Passer au télétravail
Dans l’idéal, une grève s'anticipe. L’employeur et ses salariés ont tout intérêt à envisager de concert une réorganisation provisoire du travail (horaires décalés et/ou individualisés, fin de journée avancée, etc.). Mais le meilleur moyen d’éviter la galère des transports est encore… de rester chez soi !
1. Travailler à domicile
Au vu du format marathon du mouvement des cheminots, difficile de jouer sur les congés payés et les RTT pour couvrir l’ensemble des 36 journées de mobilisation. Alors autant en profiter pour expérimenter le télétravail, si l'activité de l'entreprise le permet.

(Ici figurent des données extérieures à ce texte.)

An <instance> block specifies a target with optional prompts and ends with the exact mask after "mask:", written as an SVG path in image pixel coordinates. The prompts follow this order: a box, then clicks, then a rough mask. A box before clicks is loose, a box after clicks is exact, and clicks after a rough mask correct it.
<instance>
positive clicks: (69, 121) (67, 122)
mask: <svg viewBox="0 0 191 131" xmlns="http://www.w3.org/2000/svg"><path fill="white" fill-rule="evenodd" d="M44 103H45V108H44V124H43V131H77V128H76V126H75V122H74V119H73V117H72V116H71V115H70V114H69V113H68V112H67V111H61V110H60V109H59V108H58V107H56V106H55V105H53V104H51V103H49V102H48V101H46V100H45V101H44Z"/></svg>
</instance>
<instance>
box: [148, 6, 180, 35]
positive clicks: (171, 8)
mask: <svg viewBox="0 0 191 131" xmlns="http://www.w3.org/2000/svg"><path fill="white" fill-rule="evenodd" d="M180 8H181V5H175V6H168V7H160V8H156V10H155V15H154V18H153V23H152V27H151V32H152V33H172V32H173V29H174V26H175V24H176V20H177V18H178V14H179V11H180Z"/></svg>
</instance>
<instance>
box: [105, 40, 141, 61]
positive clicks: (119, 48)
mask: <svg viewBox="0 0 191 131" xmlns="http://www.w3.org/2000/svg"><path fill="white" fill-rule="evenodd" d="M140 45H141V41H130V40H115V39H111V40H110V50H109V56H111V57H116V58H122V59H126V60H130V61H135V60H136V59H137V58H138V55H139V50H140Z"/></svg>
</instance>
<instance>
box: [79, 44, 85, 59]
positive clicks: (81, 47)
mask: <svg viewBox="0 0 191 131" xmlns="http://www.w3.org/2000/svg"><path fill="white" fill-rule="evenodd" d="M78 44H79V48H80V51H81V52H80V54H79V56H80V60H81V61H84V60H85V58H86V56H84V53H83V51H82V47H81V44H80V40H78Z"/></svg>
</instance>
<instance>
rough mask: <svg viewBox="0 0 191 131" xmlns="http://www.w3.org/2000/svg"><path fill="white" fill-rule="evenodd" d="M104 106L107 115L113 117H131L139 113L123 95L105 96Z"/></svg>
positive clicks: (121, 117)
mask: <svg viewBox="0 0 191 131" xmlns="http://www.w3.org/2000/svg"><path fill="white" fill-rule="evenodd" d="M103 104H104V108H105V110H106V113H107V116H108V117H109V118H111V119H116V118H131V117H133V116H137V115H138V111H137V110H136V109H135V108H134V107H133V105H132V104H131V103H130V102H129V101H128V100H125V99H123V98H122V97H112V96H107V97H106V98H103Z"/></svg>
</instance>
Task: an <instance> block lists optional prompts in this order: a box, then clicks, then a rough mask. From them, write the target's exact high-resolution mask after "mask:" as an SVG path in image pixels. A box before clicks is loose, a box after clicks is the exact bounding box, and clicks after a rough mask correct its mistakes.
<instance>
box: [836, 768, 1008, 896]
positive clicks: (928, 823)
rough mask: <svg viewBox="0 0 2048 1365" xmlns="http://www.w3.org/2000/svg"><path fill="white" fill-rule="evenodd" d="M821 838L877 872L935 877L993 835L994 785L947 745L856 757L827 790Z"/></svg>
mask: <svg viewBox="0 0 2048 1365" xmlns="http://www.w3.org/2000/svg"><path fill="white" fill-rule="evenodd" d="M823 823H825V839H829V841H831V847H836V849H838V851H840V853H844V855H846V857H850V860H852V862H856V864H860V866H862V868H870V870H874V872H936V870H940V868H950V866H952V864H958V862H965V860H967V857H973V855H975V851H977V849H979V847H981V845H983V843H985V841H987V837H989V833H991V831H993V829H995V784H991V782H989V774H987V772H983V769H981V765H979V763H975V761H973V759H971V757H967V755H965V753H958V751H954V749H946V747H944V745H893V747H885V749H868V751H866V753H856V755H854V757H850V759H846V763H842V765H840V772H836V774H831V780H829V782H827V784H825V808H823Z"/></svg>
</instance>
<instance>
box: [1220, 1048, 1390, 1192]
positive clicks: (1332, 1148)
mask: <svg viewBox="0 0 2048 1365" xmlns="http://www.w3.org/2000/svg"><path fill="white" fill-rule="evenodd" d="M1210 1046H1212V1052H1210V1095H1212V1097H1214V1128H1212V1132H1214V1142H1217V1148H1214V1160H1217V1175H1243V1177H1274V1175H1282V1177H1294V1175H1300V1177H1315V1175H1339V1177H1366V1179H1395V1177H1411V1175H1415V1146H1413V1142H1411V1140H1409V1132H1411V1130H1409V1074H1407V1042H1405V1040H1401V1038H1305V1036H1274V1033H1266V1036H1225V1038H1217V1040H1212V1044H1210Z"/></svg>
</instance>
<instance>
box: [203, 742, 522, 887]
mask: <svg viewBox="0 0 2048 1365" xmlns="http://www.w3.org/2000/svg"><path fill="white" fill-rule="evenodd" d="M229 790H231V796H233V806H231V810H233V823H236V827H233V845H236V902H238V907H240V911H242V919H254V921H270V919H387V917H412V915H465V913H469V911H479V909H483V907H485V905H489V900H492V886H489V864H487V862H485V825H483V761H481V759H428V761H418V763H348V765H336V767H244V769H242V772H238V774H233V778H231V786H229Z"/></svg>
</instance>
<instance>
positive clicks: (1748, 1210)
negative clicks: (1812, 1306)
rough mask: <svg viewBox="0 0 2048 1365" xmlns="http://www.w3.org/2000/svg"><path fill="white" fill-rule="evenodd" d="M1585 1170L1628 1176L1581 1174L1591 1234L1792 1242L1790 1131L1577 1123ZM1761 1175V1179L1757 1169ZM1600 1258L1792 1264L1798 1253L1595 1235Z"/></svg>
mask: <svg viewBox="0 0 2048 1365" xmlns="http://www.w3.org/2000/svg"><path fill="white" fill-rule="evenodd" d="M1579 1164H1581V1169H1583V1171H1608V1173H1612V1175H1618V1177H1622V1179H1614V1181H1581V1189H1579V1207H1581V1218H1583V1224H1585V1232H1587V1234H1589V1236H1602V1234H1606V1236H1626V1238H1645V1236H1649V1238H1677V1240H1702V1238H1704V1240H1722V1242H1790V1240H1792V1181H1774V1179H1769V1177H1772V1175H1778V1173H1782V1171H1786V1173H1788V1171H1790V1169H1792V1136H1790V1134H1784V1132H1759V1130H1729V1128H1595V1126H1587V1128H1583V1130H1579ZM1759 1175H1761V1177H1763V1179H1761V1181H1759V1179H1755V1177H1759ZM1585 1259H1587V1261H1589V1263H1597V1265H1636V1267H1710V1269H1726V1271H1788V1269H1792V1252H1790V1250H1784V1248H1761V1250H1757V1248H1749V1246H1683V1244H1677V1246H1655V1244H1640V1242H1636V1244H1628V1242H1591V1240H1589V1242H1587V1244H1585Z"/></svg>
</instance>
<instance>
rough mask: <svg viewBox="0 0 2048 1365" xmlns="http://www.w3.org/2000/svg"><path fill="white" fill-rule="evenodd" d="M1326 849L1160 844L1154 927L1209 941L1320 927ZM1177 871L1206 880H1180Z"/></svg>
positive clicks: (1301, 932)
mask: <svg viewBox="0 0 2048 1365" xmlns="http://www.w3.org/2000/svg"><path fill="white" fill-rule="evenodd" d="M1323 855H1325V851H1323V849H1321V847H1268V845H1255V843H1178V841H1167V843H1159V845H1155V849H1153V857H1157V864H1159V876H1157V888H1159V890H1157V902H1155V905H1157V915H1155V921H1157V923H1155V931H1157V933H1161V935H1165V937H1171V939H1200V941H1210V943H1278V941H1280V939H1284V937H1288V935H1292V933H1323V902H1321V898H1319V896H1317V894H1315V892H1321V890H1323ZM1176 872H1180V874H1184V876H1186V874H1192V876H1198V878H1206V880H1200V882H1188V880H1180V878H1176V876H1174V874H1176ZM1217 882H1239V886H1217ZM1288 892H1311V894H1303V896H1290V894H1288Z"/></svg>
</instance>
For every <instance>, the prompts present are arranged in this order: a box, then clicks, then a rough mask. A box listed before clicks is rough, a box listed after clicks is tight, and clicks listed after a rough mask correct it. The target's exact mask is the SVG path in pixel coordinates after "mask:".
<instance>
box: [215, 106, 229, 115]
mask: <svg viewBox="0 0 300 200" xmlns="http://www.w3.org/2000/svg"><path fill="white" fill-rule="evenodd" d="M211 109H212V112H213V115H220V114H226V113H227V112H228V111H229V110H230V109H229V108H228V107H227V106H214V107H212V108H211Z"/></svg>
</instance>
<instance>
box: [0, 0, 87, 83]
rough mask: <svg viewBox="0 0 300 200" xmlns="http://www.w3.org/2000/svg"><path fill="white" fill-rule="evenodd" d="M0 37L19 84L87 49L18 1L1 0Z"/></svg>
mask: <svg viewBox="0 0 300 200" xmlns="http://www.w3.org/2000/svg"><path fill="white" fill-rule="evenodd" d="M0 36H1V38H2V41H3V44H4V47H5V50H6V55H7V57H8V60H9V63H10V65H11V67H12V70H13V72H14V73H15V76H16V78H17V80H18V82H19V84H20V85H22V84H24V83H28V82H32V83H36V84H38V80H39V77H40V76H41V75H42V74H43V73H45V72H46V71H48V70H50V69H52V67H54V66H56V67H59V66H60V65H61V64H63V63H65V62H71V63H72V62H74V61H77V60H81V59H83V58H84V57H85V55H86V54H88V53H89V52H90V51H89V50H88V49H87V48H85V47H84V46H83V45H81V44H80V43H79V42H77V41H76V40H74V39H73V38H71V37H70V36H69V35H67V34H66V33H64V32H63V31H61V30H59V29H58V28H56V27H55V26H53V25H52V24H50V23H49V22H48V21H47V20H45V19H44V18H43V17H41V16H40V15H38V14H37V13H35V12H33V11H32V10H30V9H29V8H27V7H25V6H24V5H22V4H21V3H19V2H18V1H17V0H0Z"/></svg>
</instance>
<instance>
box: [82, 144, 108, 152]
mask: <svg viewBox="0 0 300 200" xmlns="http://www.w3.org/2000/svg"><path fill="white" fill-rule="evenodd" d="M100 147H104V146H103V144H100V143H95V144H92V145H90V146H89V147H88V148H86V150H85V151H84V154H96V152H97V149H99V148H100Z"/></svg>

Le moment est d’autant plus opportun que les ordonnances Macron ont considérablement assoupli l’organisation du travail à distance. Il peut désormais être mis en place à titre occasionnel, sur la base d’un écrit voire d'un simple accord oral, entre le salarié et l’employeur.
Problème de transport pour vous rendre sur votre lieu de travail ?
— Gouvernement (@gouvernementFR) March 29, 2018
Pensez au #télétravail !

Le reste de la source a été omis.